Joschka Fischer verteidigte zugleich den so genannten Volmer-Erlass, mit dem im März 2000 die Visa-Einreisebestimmungen liberalisiert worden waren: "Dieser Erlass kann niemals als die Ursache der Zustände in Kiew angesehen werden." Verantwortlich dafür seien vielmehr das Reisebüroverfahren, der Reiseschutzpass und Mängel bei der Bonitätsprüfung. Das jedoch, so der Minister, seien keine Erfindungen der rot-grünen Bundesregierung gewesen. "Ich will hier keine Verantwortung abschieben. Es geht mir darum, die Kontinuitäten aufzuzeigen." In diesem Zusammenhang kritisierte er eine "Skandalisierung" der Missstände: "Ich habe den Kollegen Kohl und Kinkel nichts vorzuwerfen. Aber tun Sie doch nicht so, als hätte Rot-Grün hier eine neue Realität geschaffen", wandte er sich an die parlamentarische Opposition. Fischer verwies auf den Transformationsprozess in Osteuropa, der die Visapolitik der westeuropäischen Staaten schon seit 1989 vor neue Herausforderungen stelle. Dieser Prozess müsse weiter unterstützt werden, denn "wir können uns schwarze Löcher in unserer Umgebung nicht leisten". Er verwies dabei auf die Ukraine: "Die orangene Revolution wäre ohne die Öffnung der Grenzen nicht möglich gewesen." Fischer kritisierte außerdem die Verengung der Diskussion auf den Satz "im Zweifel für die Reisefreiheit". Es sei um die Bewältigung eines "enormen Spannungsfeldes" zwischen Reisfreiheit auf der einen und Sicherheitsrisiken auf der anderen Seite gegangen.

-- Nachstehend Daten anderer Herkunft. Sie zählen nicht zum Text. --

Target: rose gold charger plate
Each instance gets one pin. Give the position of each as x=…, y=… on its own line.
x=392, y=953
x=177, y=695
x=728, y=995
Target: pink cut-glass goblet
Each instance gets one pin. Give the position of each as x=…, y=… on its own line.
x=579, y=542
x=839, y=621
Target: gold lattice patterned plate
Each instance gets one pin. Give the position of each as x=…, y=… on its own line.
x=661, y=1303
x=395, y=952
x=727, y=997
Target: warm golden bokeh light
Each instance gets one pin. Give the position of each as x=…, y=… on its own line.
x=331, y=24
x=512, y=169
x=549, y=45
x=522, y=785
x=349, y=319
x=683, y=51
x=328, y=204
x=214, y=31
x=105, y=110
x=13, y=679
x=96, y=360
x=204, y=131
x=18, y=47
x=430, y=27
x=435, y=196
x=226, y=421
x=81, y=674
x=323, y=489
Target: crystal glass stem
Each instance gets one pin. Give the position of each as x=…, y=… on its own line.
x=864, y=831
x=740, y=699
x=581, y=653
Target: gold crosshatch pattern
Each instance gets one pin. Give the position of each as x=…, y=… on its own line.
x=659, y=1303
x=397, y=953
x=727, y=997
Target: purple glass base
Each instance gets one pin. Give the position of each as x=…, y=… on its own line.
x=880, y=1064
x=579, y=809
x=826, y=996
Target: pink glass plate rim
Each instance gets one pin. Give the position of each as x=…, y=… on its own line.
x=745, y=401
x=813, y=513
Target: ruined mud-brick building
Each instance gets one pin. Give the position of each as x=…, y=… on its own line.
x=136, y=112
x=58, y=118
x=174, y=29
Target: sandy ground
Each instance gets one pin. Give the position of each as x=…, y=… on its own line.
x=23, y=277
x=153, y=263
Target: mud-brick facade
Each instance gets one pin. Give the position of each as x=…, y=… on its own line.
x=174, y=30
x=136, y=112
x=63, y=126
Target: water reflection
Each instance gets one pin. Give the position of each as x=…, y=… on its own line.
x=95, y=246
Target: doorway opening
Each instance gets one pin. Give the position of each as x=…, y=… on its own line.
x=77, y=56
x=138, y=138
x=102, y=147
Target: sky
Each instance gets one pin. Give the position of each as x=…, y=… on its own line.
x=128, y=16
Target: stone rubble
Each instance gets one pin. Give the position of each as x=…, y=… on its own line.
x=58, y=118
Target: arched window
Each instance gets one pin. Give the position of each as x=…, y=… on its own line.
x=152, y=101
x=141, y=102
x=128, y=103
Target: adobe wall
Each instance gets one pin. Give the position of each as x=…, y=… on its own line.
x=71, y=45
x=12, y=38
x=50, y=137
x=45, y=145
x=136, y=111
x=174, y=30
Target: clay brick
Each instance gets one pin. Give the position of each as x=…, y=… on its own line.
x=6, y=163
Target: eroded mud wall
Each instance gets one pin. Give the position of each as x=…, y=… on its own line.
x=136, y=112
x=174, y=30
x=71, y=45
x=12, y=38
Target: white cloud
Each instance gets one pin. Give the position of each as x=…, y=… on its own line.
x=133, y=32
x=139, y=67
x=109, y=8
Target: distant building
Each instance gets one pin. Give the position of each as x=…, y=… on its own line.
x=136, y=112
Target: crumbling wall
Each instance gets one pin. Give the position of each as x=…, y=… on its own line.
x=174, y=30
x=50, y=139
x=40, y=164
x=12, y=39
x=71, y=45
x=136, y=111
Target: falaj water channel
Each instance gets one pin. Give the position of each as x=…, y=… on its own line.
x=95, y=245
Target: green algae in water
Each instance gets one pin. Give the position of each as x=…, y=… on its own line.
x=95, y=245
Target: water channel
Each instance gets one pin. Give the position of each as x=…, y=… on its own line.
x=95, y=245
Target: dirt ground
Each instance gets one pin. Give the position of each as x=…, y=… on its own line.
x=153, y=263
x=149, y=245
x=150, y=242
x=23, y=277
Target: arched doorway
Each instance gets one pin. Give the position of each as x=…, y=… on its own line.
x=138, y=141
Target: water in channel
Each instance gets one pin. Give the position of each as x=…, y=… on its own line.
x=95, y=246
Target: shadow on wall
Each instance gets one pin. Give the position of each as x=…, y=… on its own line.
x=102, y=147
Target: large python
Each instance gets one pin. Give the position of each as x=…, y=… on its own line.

Auf die Frage der Union, wie denn genau eventuelle Versäumnisse der Mitarbeiter des AA ausgesehen hätten, antwortete Fischer. "Es ist nicht meine Aufgabe, hier solche Schuldzuweisungen vorzunehmen. Das ist Sache des Untersuchungsausschusses." Der Außenminister verteidigte aber die Beamten: "Die Mitarbeiter haben nur das Beste gewollt. Ich kann keinem Mitarbeiter etwas Böses unterstellen. Es ging darum, ein Problem zu lösen." Auch die Kritik an seiner mangelnden Leitungsfähigkeit ließ er nicht gelten. Das Auswärtige Amt habe es in den vergangenen Jahren mit einer Vielzahl von Problemen wie dem Kosovo-Krieg, den Terroranschlägen des 11. September 2001 oder auch der Tsunami-Katastrophe zu tun gehabt. "Da können Sie nicht an dem einen Punkt beweisen wollen, dass das Ministerium nicht funktioniert", verteidigte sich Fischer.